The Iraqi ministry of education MoE has ordered installation of surveillance cameras at the offices of public-school principals to monitor abnormal moves such as loss of documents, leakage of exam questions, or any other problems related to the treatment of school administration with students and their relatives.
The new measure was issued by the Iraqi Ministry of Education on June 2nd and directed to all general directorates of education for implementation.
The decision coincided with the leakage of the questions of the grade nine’s final national examination and its circulation on social media networks, especially mathematics questions, pushing the examination supervision committee of the MoE postponed the examinations.
"The legal department of the ministry has issued the letter and asked us to install surveillance cameras in all the rooms of the school principals," Naziha Saadoun Daud, spokeswoman for the Kirkuk General Directorate of Education, told KirkukNow.
The decision is to monitor schools
"The decision is to monitor schools, and in the event of any incident, disappearance of documents, the disclosure of exam questions, or complaints of parents when they go to the principals, matters will be clearer.”
There are over 1,300 schools and nurseries in Kirkuk for over 356,000 students, according to figures of the general commission of statistics in 2017-2018.
Located 238 kilometers north of Baghdad, the oil-rich city of Kirkuk is an ethnically mixed province for 1.7 million Kurds, Arabs, and Turkmen, Muslims, Christians and Kaka'is. It has long been at the center of disputes between Baghdad and the Erbil.
Currently, the Iraqi army, local and federal police, Special Forces along with Shiite paramilitary of Popular Mobilization Forces PMF, undertake the security of Kirkuk province and the disputed territories.
The successive wars and disputes have affected education sector as most of the schools teaching in Arabic language, the main language of the country, are funded by the federal government in Baghdad while those teaching in Kurdish are supported by the Kurdistan Regional Government KRG.
The deterioration of public services and sectors have pushed investors to launch private schools, local and international, which was warmly welcomed by middle and high classes all over Iraq, in particular the Kurdistan region of Iraq KRI.
The decision is to have an oversight of schools
"Investigations have revealed that the examination questions were leaked through a guard at Baghdad's Rasafa Second district," Education Minister Ali Dlemi told a news conference on Friday.
The decision to install cameras in the principal's room coincides with the continued cases of violence and torture of students in schools. Last school year, two cases of violence against students in Kirkuk were declared, ine one of which a teacher broke the hand of a 12-year-old girl.
"But there have been no cases of disappearances or leakage of questions in Kirkuk so far," she added.

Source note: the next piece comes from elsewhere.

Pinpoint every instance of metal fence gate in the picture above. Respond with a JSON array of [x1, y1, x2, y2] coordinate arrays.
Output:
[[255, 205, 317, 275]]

Education in Iraq used to be one of the best education systems in the region yet decades of conflict and under-investment in Iraq have destroyed the system. Iraq’s national budget has in the past years allocated less than 6% of its national budget to the education sector, placing Iraq at the bottom rank of Middle East countries.
Iraq’s infrastructure is in ruins in many parts of the country; one in every two schools is damaged and needs rehabilitation. A number of schools operate in multiple shifts in an attempt to accommodate as many students as possible, squeezing the little learning time that children have, a report by the UNICEF about education in Iraq has found in 2016.
“Children and teachers have experienced the trauma of conflict, displacement and the losses of loved ones. Such trauma has long-lasting psychological impact which may affect teaching and learning processes and abilities.”
There are over three million school-aged Iraqi children out of school. The situation is worse in conflict affected provinces, such as Salah al-Din and Diyala, where more than 90% of school-age children are left out of the education system.
Almost half of all school-age displaced children — approximately 355,000 children – are not in school. The situation is worse for girls, who are under-represented in both primary and secondary schools.